In short, they’re now my decorating jeans. For wearing outside the house, they had to be replaced some time ago, even at the cost of another fiver. (It’s a good five years since I stopped paying proper money for jeans. Not having a permanent job will do that.) On that occasion Dunne’s Stores came up with a bit of a curate’s egg: a pair of jeans whose cloth is a pleasure to behold in both weight and texture, but whose cut features a high waist and what I believe professional tailors refer to as a huge baggy arse. I tried to persuade myself I’d get used to the style, but it was no good – I had to haul the waistband up to my navel, which left me feeling as if I was auditioning for the Drifters.
So it was back to the mostly-reliable Dunne’s Stores, where a “20% off” promotion gave me a third pair of jeans for a mere £3.20. (I know, but I wasn’t going to argue.) The cloth isn’t as nice this time round, but at least the waist is where it ought to be. The cut of this pair does have one disconcerting feature, though: the leg’s got a slight flare.
I haven’t worn flares since 1977. For the benefit of readers who don’t immediately understand that statement (I know that some will), 1977 was when everything changed: music changed (both what it sounded like and who could make it); politics changed (what mattered and who could say so); and, perhaps most enduringly, trousers changed.
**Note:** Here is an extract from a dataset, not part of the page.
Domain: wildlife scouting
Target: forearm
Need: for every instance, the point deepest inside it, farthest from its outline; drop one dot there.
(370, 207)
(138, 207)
Robert Elms said once that punk was first and foremost a trouser revolution, and I have to admit that the slimy little soulboy has a point. I was wearing flares in 1972 (and the kids I looked up to were wearing big flares). I was wearing flares in 1975; at my sister’s wedding in that year I wore a brushed denim suit with aircraft-carrier lapels and, yes, big flares. I was forcibly reminded of that suit this summer – the evidence is preserved in my sister’s wedding photographs, a set of which we found when we were sorting out my mother’s things. (Not visible in the picture is a pair of fudge-brown platform shoes with chocolate-brown piping, of which I was enormously proud. Those were different times.)
Come 1977, I was still wearing flares – at least at the beginning of the year. And, if you were around at the time, so were you. The flares, the wide lapels, even the platform soles became mainstream after a while; the soberest ‘business suit’ would have broad lapels and a discreet flare. One of the less obvious changes made by punk was to banish the flare and return jacket lapels to their previous modest, Graham Parker-ish proportions. Punk, in short, didn’t just change what the kids wore; it changed what the next generation of kids wore, and even what the kids’ parents wore. By 1979, if you were wearing flares, you were by definition still wearing flares. It’s hard to imagine any subsequent wave of musical fashion – the cocktails and zoot suits of the early 1980s, say, or the tatty jeans and lumberjack shirts of grunge – having effects as far-reaching as this.
The 1970s, it seems to me, really were different times. Looking through my mother’s old photographs – and there were plenty of them; even the ones taken by my father go back to 1950 – I was suddenly struck by how different the clothes didn’t look. Show me a flared trouserleg and an acre of lapel, and I immediately know we’re in the early 1970s – but where were the blatantly obvious fashion statements which signalled the 1960s, the 1950s, even the 1980s? Before and after the 1970s, people just seemed to be wearing stuff.
There’s a school of fashion writing, associated in particular with men’s tailoring, which I find unutterably boring; I just don’t understand how Elms (among many others) can get excited about the presence of four cuff-buttons instead of three, or about a chalk stripe being 1/12th of an inch across instead of 1/16th. A set of those tiny differences adds up to a whole different style, I realise that – and consequently much of the history of fashion is ultimately about these tiny differences. I realise that, but it doesn’t move me. Why should I choose between white and pale blue when I’d rather choose turquoise? Why should I agonise over switching from dove-grey to battleship-grey, when I could be wearing jet black with a purple lining? And if I couldn’t, why not?
The history of counter-cultural fashion (hippie, punk, goth) is the history of sweeping challenges like these, just as the history of mainstream fashion isn’t. Perhaps what happened in the 1970s – something that may never have happened before or since – was that the boldness of a particular counter-cultural fashion went so unchallenged for so long that it actually permeated the mainstream. (It’s only a shame it had to be that particular fashion.)
Or perhaps I’m just more conscious of fashions that were around when I was a teenager.